Heidnische Frühjahrsbräuche

An die alten Sagen vom Hexensabbat erinnern jedes Jahr Tausende Menschen. Sie reisen in die Orte rund um den Brocken im Harz und feiern dort. Einige verkleiden sich als Hexen und Teufel. Sie malen sich zum Beispiel die Gesichter an oder kleben sich große Nasen und Warzen auf. Zu dem Fest gehören auch Umzüge, Feuerwerke und Musik.

Ihre Wurzel hat die Walpurgisnacht in heidnischen Frühjahrsbräuchen, bei denen die Ankunft des Frühlings mit nächtlichen Freudenfeuern gefeiert wurde.

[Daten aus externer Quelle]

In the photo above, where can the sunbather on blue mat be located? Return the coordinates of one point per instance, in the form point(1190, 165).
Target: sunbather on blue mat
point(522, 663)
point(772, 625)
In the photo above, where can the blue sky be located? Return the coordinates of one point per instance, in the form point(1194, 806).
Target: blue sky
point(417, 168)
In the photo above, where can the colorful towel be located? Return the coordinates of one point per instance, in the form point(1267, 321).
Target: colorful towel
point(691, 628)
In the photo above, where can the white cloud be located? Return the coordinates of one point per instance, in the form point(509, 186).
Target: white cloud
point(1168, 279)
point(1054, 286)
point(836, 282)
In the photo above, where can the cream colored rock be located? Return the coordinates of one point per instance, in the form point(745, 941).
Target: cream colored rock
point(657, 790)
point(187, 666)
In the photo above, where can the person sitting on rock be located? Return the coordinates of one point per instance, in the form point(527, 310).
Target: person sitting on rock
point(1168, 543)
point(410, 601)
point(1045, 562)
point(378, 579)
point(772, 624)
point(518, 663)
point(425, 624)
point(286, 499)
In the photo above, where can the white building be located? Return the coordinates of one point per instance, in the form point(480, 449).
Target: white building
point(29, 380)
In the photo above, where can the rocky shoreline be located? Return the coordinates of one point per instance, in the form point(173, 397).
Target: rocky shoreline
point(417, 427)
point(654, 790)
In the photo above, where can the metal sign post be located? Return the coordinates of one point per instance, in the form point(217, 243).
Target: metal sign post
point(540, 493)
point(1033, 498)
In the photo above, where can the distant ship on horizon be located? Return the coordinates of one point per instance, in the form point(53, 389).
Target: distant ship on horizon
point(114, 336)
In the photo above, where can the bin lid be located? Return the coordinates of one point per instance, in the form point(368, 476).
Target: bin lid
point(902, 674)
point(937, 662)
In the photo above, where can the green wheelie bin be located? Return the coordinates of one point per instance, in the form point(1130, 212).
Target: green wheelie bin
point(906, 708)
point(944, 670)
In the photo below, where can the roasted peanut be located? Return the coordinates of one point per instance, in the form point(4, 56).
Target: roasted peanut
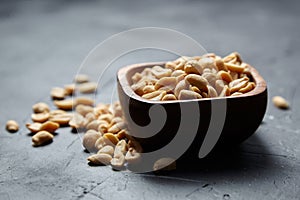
point(34, 127)
point(182, 85)
point(100, 159)
point(136, 77)
point(40, 117)
point(280, 102)
point(160, 72)
point(84, 109)
point(61, 119)
point(132, 156)
point(212, 92)
point(148, 89)
point(118, 161)
point(101, 142)
point(40, 107)
point(89, 140)
point(64, 104)
point(81, 78)
point(107, 150)
point(170, 65)
point(156, 95)
point(86, 88)
point(41, 138)
point(235, 67)
point(84, 101)
point(188, 94)
point(93, 125)
point(166, 83)
point(12, 126)
point(247, 88)
point(121, 147)
point(57, 93)
point(49, 126)
point(111, 137)
point(193, 67)
point(69, 89)
point(225, 76)
point(198, 81)
point(77, 121)
point(169, 97)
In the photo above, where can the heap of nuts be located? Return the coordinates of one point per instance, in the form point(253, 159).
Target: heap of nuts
point(104, 126)
point(206, 76)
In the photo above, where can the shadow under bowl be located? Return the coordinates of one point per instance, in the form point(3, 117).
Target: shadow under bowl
point(197, 126)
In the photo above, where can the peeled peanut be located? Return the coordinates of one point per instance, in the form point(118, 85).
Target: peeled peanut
point(170, 65)
point(193, 67)
point(86, 88)
point(84, 101)
point(132, 156)
point(49, 126)
point(40, 117)
point(188, 94)
point(69, 89)
point(34, 127)
point(156, 95)
point(77, 121)
point(169, 97)
point(61, 119)
point(160, 72)
point(166, 83)
point(280, 102)
point(118, 161)
point(198, 81)
point(81, 78)
point(64, 104)
point(89, 139)
point(57, 93)
point(12, 126)
point(41, 138)
point(212, 92)
point(225, 76)
point(107, 150)
point(121, 147)
point(84, 109)
point(136, 77)
point(111, 137)
point(235, 67)
point(248, 87)
point(40, 107)
point(100, 159)
point(182, 85)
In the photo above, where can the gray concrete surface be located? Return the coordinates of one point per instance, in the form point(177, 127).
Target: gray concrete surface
point(42, 44)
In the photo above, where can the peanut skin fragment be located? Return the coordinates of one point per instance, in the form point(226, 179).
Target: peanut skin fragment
point(42, 138)
point(280, 102)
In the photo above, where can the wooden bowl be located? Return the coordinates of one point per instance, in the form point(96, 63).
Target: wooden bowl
point(236, 118)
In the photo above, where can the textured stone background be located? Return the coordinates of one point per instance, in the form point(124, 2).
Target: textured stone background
point(42, 43)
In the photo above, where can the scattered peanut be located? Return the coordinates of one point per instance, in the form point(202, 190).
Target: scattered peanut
point(86, 88)
point(41, 138)
point(66, 104)
point(12, 126)
point(280, 102)
point(100, 159)
point(89, 140)
point(57, 93)
point(49, 126)
point(40, 107)
point(81, 78)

Nach altem Volksglauben vertreiben in dieser Nacht die germanischen Götter Wotan und Freya die Winter-Dämonen und zeugen den Frühling.

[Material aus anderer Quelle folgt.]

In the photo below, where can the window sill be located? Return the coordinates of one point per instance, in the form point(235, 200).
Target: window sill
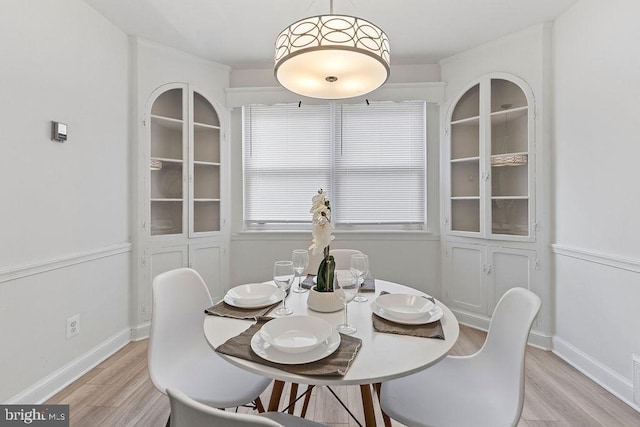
point(272, 234)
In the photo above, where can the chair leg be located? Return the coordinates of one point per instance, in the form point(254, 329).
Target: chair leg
point(385, 417)
point(276, 394)
point(367, 405)
point(259, 405)
point(307, 397)
point(293, 393)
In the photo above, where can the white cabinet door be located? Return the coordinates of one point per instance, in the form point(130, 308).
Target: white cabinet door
point(208, 260)
point(464, 277)
point(508, 268)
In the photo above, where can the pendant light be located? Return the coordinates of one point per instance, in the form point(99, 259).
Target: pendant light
point(332, 57)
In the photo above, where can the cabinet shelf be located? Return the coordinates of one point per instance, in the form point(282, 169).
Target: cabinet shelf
point(469, 121)
point(465, 159)
point(167, 122)
point(205, 126)
point(510, 198)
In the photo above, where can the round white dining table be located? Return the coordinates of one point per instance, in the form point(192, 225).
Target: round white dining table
point(382, 356)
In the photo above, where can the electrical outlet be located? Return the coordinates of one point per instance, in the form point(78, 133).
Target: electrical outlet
point(73, 326)
point(636, 378)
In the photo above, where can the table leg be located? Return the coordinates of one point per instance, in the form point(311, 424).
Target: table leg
point(293, 393)
point(307, 397)
point(367, 405)
point(276, 394)
point(385, 417)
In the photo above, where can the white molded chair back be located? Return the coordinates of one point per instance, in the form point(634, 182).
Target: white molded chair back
point(178, 354)
point(186, 412)
point(179, 300)
point(485, 389)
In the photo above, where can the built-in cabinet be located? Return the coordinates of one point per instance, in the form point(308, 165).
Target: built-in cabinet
point(488, 171)
point(182, 187)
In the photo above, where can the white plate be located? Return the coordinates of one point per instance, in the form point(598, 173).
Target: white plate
point(276, 297)
point(264, 350)
point(296, 334)
point(405, 306)
point(252, 293)
point(431, 316)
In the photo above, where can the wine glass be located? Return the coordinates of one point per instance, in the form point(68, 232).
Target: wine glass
point(359, 269)
point(346, 290)
point(300, 258)
point(283, 274)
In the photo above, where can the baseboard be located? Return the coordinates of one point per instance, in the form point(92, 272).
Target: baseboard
point(59, 379)
point(141, 331)
point(612, 381)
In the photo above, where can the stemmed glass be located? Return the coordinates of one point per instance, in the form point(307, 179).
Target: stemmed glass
point(300, 258)
point(346, 291)
point(359, 269)
point(283, 274)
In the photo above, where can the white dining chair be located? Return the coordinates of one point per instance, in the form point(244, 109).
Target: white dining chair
point(178, 353)
point(186, 412)
point(485, 389)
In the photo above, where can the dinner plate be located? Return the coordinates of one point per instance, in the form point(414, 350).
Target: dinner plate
point(431, 316)
point(267, 352)
point(277, 296)
point(252, 293)
point(405, 306)
point(296, 334)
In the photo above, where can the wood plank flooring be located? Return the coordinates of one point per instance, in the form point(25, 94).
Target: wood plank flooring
point(118, 392)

Eine Hexengestalt sitzt vor einem Walpurgisfeuer auf dem Hexentanzplatz in Thale (Sachsen-Anhalt). Foto: dpa/Matthias Bein

Keltisches Fest Beltane

Ursprünglich wurde in der Nacht vom 30. April auf den 1. Mai mit dem keltischen Beltane eines der größten heidnischen Frühlingsfeste gefeiert. Ganze Dorfgemeinschaften trafen sich aus diesem Anlass zum Tanzen und Schmausen an bestimmten Orten im Wald oder auf einem Hügel.

Nachdem seitens der kirchlichen Obrigkeit derartige Feste als verwerflicher „Heidenspuk“ verboten worden waren, wurden sie im Mittelalter zum Hexensabbat umgemünzt, den jeder ehrbare Mensch fortan zu meiden und zu fürchten hatte.

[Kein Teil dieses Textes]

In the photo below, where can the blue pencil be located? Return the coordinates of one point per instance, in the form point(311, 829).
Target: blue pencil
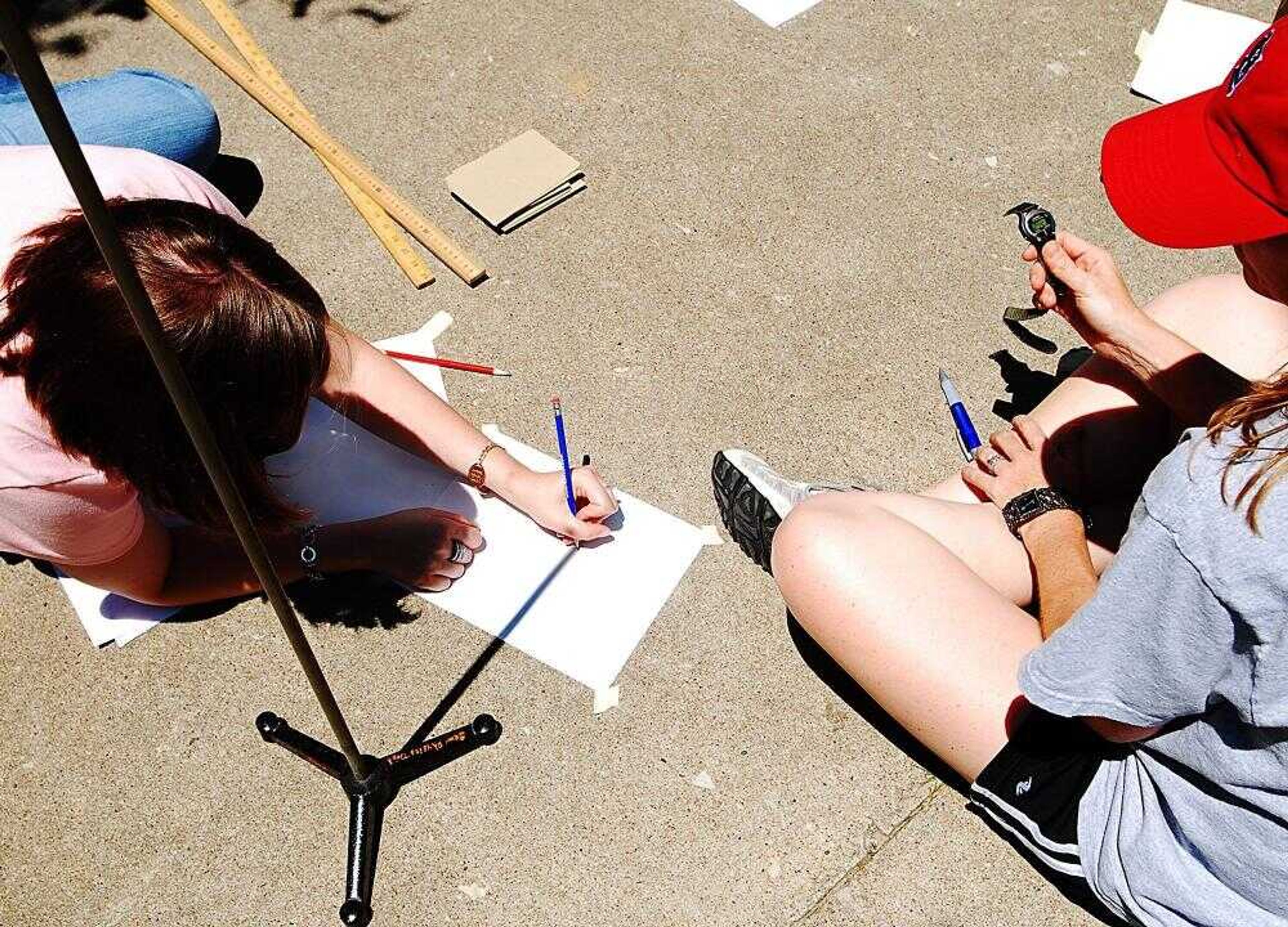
point(564, 454)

Walpurgisnacht auf dem Erfurter Domplatz. Foto: dpa/Martin Schutt

Hexenritt auf dem Blocksberg

Dem Volksmund nach trafen sich die Hexen zunächst am Hexentanzplatz in Thale im Harz und ritten dann auf ihren Besen hinauf zum Brocken, dem höchsten Gipfel Nordeutschlands, um mit dem Teufel zu tanzen.

Wie unzählige Legenden und Sagen berichten, sollen sie in der Walpurgisnacht auch auf Katzen oder Ziegenböcken auf den Blocksberg reiten, um am großen Hexentanz teilzunehmen. Bevor sie jedoch dort und auf vielen anderen – zumeist nur in der jeweiligen Region bekannten – „Hexentanzplätzen“ mit dem Teufel das Tanzbein schwingen, treiben sie auf ihrer Reise allerlei Schabernack und richten so manchen Schaden an.

Richtig populär wurde die Walpurgisnacht durch Johann Wolfgang von Goethes „Faust“. Darin überredet Mephisto Faust, an einer Hexenfeier teilzunehmen. „Dort strömt die Menge zu dem Bösen; da muss sich manches Rätsel lösen“, hofft der verzweifelte Faust.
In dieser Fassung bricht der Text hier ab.